Question

A) If y=x^2+kx+3, determine the value(s) of k for which the min value of the function is an integer?

Answer 1

`k` must be any even integer.

Method: Find an expression, in terms of `k`, for the minimum value of the function and determine what sorts of `k` will yield an integer value.

Because this question is asked in "Algebra", I will not use calculus, (Which is not needed to answer.)

I will assume that you know that the minimum value of a quadratic function occurs at the vertex of the parabola.

Two possibilities:

First: If you know that the vertex of the parabola: `y=ax^2+bx+c` occurs at `x=-b/(2a)`, then you know that the minimum value for this function occurs at `x=-k/2`.
Putting this value in for `x`, we get minimum value: `y=((-k)/2)^2+k((-k)/2)+3=k^2/4-k^2/2+3=(-k^2)/4+3=3-k^2/4`.

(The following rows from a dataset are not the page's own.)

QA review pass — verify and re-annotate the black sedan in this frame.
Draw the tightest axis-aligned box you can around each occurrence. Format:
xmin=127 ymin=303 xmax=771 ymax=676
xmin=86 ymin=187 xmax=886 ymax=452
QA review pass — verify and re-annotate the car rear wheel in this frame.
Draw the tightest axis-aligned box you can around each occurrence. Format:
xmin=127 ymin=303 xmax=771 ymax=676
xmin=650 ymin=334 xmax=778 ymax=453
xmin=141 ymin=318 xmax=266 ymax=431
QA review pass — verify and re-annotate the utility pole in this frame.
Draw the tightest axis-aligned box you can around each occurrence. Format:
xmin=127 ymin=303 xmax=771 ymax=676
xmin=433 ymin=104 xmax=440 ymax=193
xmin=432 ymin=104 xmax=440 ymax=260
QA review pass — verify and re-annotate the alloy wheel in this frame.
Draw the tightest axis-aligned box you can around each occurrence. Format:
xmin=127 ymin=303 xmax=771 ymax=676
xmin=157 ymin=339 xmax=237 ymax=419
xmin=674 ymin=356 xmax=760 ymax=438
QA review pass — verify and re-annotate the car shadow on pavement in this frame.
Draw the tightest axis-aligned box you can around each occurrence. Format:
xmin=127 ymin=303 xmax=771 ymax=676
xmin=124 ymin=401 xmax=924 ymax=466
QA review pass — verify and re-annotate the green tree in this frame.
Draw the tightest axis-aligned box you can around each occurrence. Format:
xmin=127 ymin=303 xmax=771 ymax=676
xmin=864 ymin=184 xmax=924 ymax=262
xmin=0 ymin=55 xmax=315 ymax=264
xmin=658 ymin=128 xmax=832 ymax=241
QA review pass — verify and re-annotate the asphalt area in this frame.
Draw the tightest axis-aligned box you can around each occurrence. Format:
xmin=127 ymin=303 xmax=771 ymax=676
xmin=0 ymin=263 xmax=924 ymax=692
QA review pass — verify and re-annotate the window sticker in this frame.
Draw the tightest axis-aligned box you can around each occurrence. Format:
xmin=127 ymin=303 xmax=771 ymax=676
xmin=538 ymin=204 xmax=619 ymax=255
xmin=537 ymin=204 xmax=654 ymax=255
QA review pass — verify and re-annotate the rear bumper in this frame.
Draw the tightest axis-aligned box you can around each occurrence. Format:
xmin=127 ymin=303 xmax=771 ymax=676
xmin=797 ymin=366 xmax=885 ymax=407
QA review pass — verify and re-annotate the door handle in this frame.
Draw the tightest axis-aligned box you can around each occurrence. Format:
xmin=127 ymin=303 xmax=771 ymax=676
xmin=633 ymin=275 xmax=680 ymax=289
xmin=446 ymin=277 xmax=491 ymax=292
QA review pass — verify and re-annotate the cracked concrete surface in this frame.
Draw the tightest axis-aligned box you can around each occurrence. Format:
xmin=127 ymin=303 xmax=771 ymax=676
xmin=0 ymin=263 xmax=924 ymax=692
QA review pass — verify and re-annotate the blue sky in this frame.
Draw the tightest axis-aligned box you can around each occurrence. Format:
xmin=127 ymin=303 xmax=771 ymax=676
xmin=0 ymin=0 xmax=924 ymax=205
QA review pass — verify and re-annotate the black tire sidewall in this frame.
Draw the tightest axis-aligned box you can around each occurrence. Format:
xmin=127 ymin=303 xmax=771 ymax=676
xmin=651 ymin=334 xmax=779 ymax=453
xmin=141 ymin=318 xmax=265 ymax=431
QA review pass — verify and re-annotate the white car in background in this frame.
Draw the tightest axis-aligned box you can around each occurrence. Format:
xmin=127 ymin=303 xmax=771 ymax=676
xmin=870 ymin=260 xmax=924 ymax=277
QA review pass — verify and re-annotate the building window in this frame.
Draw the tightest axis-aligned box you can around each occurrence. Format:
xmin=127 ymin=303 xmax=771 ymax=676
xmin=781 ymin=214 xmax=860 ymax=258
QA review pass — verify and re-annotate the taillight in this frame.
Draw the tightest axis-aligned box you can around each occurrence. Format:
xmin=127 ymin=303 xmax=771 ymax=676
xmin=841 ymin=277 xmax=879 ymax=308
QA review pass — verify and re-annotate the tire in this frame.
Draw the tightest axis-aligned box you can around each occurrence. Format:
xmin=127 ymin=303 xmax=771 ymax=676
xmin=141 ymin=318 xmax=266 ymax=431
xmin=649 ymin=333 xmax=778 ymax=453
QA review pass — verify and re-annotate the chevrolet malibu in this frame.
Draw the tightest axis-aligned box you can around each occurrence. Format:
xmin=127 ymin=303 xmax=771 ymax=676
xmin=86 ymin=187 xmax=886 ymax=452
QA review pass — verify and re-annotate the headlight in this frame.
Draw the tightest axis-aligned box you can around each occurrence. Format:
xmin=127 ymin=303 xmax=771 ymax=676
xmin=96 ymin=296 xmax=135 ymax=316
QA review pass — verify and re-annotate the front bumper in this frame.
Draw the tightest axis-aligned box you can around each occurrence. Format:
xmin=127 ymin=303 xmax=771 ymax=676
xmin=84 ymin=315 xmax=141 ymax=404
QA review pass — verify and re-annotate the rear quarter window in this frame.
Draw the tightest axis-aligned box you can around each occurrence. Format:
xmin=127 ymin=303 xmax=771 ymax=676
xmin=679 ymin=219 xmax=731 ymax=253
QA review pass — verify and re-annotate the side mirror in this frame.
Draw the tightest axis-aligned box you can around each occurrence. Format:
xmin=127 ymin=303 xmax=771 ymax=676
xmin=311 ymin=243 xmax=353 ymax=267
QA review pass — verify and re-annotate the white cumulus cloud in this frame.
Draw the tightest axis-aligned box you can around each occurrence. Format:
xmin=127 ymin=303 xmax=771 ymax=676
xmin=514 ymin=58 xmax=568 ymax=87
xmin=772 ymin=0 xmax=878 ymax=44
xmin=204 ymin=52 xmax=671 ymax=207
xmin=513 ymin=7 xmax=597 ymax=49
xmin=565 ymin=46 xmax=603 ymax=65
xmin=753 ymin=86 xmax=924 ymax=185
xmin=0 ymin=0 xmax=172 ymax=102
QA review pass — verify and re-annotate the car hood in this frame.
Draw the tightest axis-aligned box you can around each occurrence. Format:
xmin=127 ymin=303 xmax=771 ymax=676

Second possibility: If you know how to complete the square to write the expression in standard form, do so
`y=x^2+kx+3=x^2+kx+k^2/4-k^2/4+3`
`y=(x+k/2)^2+3-k^2/4`
The vertex is at `(-k/2, 3-k^2/4)`

However you found it, the minimum value, `3-k^2/4` will be an integer exactly when `k^2/4` is an integer. And that will be an integer exactly when `k` is an even integer.